Constructions of ROS-responsive titanium-hydroxyapatite implant for mesenchymal stem cell recruitment in peri-implant space and bone formation in osteoporosis microenvironment.

Abstract

To solve the issue of unsatisfactory recruitment of mesenchymal stem cells (MSCs) around implant in osteoporotic fractures, we fabricated a ROS-responsive system on titanium surface through hydroxyapatite coating and biomolecule grafting. The porous hydroxyapatite and phosphorylated osteogenic growth peptides (p-OGP) were introduced onto titanium surface to synergistically improve osteogenic differentiation of MSCs. After the p-OGP-promoted expression of osteogenic related proteins, the calcium and phosphate ions were released through the degradation of hydroxyapatite and integrated into bone tissues to boost the mineralization of bone matrix.
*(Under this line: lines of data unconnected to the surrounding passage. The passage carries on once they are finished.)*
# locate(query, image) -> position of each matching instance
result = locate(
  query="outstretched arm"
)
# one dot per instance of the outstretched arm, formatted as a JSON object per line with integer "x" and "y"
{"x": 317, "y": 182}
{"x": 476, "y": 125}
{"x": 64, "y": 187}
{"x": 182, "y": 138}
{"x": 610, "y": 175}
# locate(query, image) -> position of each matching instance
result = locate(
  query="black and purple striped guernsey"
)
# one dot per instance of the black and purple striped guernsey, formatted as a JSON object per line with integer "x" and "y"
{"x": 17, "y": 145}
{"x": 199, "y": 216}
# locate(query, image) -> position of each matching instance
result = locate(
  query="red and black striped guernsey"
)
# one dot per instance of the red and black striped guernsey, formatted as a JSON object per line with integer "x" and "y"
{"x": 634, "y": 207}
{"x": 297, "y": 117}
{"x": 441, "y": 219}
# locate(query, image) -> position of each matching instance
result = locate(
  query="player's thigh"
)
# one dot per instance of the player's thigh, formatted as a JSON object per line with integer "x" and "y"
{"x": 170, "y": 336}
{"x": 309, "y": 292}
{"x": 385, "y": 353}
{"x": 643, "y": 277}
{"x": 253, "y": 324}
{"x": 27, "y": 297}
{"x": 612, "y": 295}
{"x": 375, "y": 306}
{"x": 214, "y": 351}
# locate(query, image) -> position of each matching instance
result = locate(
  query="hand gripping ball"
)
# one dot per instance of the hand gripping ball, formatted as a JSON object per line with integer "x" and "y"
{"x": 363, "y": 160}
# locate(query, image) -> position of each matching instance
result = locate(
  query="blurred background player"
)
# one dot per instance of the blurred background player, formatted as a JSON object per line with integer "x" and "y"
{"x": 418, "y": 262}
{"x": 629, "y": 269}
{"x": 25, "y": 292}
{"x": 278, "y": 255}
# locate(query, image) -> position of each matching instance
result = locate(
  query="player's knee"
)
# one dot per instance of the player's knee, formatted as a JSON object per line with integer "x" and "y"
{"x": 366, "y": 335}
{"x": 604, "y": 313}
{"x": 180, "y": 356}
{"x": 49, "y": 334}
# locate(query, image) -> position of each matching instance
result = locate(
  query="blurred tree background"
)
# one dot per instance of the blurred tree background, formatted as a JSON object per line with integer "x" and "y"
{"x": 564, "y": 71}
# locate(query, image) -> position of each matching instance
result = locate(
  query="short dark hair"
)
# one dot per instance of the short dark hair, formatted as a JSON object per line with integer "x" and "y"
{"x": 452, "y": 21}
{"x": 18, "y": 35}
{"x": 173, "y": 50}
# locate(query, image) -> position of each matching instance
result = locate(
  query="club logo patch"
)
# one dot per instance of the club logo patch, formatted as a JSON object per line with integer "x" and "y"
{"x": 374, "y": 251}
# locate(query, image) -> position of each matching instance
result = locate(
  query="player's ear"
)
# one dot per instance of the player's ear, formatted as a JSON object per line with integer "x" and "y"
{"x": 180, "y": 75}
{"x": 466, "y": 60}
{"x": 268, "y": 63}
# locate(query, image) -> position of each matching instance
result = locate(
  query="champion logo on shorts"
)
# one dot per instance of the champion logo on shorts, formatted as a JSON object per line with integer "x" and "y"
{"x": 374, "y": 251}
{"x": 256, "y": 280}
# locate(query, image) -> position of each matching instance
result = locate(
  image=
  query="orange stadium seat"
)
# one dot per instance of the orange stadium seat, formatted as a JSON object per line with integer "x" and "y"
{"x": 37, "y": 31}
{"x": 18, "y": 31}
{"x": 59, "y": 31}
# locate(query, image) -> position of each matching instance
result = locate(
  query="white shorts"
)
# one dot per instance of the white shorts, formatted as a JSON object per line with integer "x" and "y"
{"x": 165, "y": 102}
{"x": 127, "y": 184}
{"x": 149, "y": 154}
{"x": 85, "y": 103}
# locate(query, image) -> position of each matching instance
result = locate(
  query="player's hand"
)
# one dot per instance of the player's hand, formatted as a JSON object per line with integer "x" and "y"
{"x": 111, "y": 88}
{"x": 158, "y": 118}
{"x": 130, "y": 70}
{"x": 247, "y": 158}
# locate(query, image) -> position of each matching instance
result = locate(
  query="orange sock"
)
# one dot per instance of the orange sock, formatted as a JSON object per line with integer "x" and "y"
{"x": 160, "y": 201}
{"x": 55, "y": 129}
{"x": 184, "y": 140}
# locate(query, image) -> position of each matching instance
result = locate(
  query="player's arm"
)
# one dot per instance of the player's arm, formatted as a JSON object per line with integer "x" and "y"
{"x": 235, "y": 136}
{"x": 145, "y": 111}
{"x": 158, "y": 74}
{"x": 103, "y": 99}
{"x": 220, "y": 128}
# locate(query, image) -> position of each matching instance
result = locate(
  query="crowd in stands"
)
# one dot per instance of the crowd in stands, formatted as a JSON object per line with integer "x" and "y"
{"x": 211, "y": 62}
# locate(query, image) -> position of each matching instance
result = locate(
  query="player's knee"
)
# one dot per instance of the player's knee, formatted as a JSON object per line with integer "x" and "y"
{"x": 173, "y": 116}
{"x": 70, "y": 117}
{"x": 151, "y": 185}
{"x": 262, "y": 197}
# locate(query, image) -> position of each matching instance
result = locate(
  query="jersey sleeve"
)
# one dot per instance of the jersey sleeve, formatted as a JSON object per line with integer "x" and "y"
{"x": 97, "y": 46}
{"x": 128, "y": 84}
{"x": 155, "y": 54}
The ROS-triggered release of DNA aptamer (Apt) 19S in the osteoporotic microenvironment guides MSC migration to implant site due to its high affinity with alkaline phosphatase on the membrane of MSCs. Once MSCs reached the implant interface, their osteogenic differentiation potential was enhanced by p-OGP and hydroxyapatite to promote bone regeneration. The study here provided a simple and novel strategy to prepare functional titanium implants for osteoporotic bone fracture repair.